The Crown alleges that between January 2000 and September 2001, Potter and Colpitts manipulated the price of the company’s shares.

Shares in Knowledge House began trading publicly on the TSE in 1999, and went from a few cents to more than $9 before suddenly collapsing.

Coady is expected to hand down a verdict on Friday, as well as a decision in a Charter application brought forward by the defence.

Colpitts and Potter were among three people charged in 2011 with conspiracy to commit fraud, fraud affecting the public market and fraud over $5,000, following a seven-year-long RCMP investigation.

The third, former National Bank Financial stockbroker Bruce Elliott Clarke, was sentenced in April 2016 to three years in jail after pleading guilty to conspiring to affect Knowledge House’s share price and defrauding a trust fund established by the United Brotherhood of Carpenters and Joiners of America of more than $5,000.

In 2015, Nova Scotia’s Court of Appeal ordered National Bank Financial to pay $3 million in punitive damages for the way it dealt with investors who lost money when the technology firm collapsed.

Justice Jamie Saunders had said the money was owed to four investors who were affected when the company failed.

The judge said National Bank had secured a confidential agreement with the Nova Scotia Securities Commission concerning the role it played overseeing the actions of a broker involved in the stock trades, and once that was revealed, it showed the bank didn’t properly oversee the actions of its broker.

Justice Jamie Campbell said at Clarke’s sentencing that he had defrauded a union pension fund of close to $900,000, and that “only a significant period of time in jail is the fit and proper sentence.”

Federal Crown prosecutor James Martin described in court at the time how Clarke used three main techniques to elevate the price of Knowledge House shares and spur on buying by investors.

He said he used different accounts to continually buy the stock to make sure the price didn’t decrease and, in the process, spent millions to keep the stock price rising.

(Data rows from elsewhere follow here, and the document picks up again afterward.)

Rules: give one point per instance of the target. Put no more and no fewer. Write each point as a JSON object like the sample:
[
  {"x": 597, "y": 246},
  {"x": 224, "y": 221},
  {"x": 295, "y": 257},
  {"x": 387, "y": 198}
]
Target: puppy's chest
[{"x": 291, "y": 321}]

He said Clarke also actively discouraged people from selling their stocks.

“This was an incredibly sophisticated fraud,” Martin said. “He spent millions of dollars over the course of 18 months doing what they could to make sure the price of Knowledge House did not fall.”

Martin said the fraud amounted to $31 million in total.

The case against Colpitts and Potter has faced numerous delays. The pair have made every attempt to fight the fraud allegations. They even sought mistrial and stay of proceedings in July 2017.

In a decision rejecting to hear that application, Coady noted the defendants had brought forward a “significant number of motions” throughout the trial.

“These motions have consumed lengthy blocks of time and, for the most part, were not particularly successful. Many of these motions produced significant delay without any corresponding benefits to the trial process,” Coady said in a written decision dated July 26, 2017.

Six months earlier, Coady had issued yet another decision after concerns were raised by the court about the lengthy proceedings.

Before instituting a proposed schedule for the remainder of the trial, Coady noted: “This state of affairs cannot go on forever. The time has come for me to control this process which is presently chewing up massive judicial resources and blocking others from accessing the justice system.”